In March 2012, the Raiders placed a franchise tag on Branch. On July 14, 2012, Branch signed a four-year, $26.6 million contract with the Raiders. On November 9, Branch was fined $15,750 for unnecessary roughness against the Tampa Bay Buccaneers.

===Kansas City Chiefs===
On March 10, 2015, Branch signed a one-year contract with the Kansas City Chiefs.

===Arizona Cardinals===
On March 9, 2016, Branch signed a two-year contract with the Arizona Cardinals worth $8 million with $5 million guaranteed until 2018. He was placed on injured reserve on October 4, 2016, with a groin injury. He was activated off injured reserve on December 2, 2016, prior to Week 13. He was placed back on injured reserve on December 13, 2016, after re-injuring his groin.
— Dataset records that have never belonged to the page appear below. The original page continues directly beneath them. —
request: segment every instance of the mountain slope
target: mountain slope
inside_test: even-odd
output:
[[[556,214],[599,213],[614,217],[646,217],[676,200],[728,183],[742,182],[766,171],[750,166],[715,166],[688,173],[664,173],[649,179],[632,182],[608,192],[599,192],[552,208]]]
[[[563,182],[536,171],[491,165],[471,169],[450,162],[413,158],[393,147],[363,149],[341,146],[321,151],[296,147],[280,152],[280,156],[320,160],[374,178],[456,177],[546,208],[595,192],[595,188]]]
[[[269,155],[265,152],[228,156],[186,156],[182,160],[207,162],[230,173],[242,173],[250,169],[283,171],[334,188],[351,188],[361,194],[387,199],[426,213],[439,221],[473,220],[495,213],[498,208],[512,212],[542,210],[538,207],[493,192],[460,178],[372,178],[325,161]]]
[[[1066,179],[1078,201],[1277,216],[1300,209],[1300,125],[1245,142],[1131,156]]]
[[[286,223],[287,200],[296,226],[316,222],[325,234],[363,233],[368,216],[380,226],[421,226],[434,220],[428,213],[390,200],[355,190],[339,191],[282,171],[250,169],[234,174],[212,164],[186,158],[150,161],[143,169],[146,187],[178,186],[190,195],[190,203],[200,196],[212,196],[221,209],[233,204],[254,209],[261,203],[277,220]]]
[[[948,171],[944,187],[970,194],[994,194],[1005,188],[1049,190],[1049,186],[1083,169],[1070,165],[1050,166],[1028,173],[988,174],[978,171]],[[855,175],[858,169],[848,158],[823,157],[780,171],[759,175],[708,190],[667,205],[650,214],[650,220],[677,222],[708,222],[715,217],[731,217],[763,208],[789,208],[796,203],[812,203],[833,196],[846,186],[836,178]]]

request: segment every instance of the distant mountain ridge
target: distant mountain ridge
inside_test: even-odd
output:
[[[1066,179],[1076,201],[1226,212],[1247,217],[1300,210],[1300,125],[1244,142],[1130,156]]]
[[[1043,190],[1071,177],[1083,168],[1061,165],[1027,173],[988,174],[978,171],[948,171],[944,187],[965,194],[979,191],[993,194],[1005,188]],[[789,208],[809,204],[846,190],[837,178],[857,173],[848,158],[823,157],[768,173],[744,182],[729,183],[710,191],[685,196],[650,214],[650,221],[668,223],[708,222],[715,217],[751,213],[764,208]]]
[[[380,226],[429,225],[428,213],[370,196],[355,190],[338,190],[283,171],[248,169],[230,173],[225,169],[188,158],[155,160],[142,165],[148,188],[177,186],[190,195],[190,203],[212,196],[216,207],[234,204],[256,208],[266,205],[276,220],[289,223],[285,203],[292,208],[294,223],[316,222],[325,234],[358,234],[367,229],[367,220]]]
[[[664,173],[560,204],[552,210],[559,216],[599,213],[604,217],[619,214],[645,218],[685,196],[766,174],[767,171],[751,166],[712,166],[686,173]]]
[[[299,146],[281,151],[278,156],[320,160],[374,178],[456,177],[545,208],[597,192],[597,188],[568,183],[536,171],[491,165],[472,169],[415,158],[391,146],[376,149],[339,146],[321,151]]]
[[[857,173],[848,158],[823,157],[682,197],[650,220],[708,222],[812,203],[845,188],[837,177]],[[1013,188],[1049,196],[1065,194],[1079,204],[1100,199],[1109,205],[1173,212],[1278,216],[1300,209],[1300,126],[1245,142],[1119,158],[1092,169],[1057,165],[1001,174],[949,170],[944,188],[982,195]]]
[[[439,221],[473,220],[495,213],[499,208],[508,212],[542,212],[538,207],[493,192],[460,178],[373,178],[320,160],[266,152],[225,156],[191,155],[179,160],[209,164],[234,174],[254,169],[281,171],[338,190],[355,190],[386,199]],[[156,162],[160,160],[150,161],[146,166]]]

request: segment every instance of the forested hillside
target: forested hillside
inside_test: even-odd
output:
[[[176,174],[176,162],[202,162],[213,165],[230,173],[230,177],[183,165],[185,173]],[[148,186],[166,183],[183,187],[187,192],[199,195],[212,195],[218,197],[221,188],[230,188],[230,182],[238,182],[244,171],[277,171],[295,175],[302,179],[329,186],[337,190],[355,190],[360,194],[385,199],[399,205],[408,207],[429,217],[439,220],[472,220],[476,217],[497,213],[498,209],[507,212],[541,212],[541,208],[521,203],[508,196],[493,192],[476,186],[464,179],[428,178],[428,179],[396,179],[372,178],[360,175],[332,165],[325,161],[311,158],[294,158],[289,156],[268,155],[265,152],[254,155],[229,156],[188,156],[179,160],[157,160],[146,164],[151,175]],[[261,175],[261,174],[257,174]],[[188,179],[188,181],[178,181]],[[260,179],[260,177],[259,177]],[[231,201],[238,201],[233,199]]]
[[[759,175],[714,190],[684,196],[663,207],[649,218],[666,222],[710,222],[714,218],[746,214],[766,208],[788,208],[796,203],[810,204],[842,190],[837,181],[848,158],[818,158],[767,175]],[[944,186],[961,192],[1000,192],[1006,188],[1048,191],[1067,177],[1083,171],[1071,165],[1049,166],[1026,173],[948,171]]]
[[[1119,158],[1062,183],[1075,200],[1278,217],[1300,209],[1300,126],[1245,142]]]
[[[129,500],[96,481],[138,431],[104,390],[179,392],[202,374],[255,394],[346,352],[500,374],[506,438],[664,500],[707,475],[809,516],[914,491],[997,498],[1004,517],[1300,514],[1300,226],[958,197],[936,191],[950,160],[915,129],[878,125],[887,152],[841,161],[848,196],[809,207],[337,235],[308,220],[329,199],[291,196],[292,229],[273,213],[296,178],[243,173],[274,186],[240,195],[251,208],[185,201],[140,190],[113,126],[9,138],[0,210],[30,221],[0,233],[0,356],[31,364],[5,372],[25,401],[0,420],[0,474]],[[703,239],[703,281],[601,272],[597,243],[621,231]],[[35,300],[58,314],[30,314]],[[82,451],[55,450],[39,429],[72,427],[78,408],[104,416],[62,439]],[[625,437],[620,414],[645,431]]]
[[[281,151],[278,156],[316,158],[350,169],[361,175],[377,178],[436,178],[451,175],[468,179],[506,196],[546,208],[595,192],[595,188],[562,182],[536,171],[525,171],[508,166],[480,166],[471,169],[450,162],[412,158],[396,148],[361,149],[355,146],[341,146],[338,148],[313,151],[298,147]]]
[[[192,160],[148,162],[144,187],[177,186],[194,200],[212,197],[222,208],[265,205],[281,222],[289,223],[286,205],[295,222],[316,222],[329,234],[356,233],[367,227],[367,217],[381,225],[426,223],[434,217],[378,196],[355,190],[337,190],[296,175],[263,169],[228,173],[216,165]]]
Branch entered the 2017 as the Cardinals' starting strong safety. During Thursday Night Football against the Seattle Seahawks on November 9, 2017, Branch suffered a torn ACL, ending his 2017 season.

==NFL career statistics==

| Year | Team | Games |  | Tackles |  |  |  | Interceptions |  |  |  | Fumbles |  |  |  |
| GP | GS | Comb | Solo | Ast | Sack | PD | Int | Yards | TD | FF | FR | Yards | TD |
| 2008 | OAK | 8 | 0 | 10 | 8 | 2 | 0.0 | 1 | 1 | 36 | 0 | 0 | 1 | 0 | 0 |
| 2009 | OAK | 16 | 16 | 124 | 98 | 26 | 1.0 | 8 | 0 | 0 | 0 | 2 | 0 | 0 | 0 |
| 2010 | OAK | 16 | 16 | 103 | 80 | 23 | 4.0 | 2 | 1 | 15 | 0 | 1 | 2 | 76 | 1 |
| 2011 | OAK | 16 | 16 | 109 | 80 | 29 | 1.0 | 4 | 1 | 0 | 0 | 0 | 1 | 0 | 0 |
| 2012 | OAK | 14 | 14 | 94 | 74 | 20 | 0.0 | 3 | 1 | 11 | 0 | 0 | 0 | 0 | 0 |
| 2013 | OAK | 2 | 2 | 5 | 4 | 1 | 1.0 | 3 | 0 | 0 | 0 | 0 | 0 | 0 | 0 |
| 2014 | OAK | 3 | 3 | 30 | 23 | 7 | 1.0 | 1 | 0 | 0 | 0 | 0 | 0 | 0 | 0 |
| 2015 | KAN | 16 | 1 | 43 | 35 | 8 | 1.0 | 4 | 1 | 38 | 1 | 0 | 1 | 73 | 1 |
| 2016 | ARI | 6 | 5 | 28 | 25 | 3 | 0.0 | 4 | 0 | 0 | 0 | 0 | 0 | 0 | 0 |
| 2017 | ARI | 9 | 9 | 69 | 54 | 15 | 0.0 | 6 | 0 | 0 | 0 | 1 | 0 | 0 | 0 |
| Career |  | 106 | 82 | 615 | 481 | 134 | 9.0 | 33 | 5 | 100 | 1 | 4 | 5 | 149 | 2 |

== Personal life ==
After undergoing season-ending surgery, Branch retired from football in 2017. He lives with his family in his hometown of Syracuse, New York. Upon retiring, Branch devoted time to charitable work including distributing food and clothing to families in need. He co-founded a free youth camp called Central New York (CNY) Football Academy. In 2021, Branch was inducted into the Greater Syracuse Sports Hall of Fame.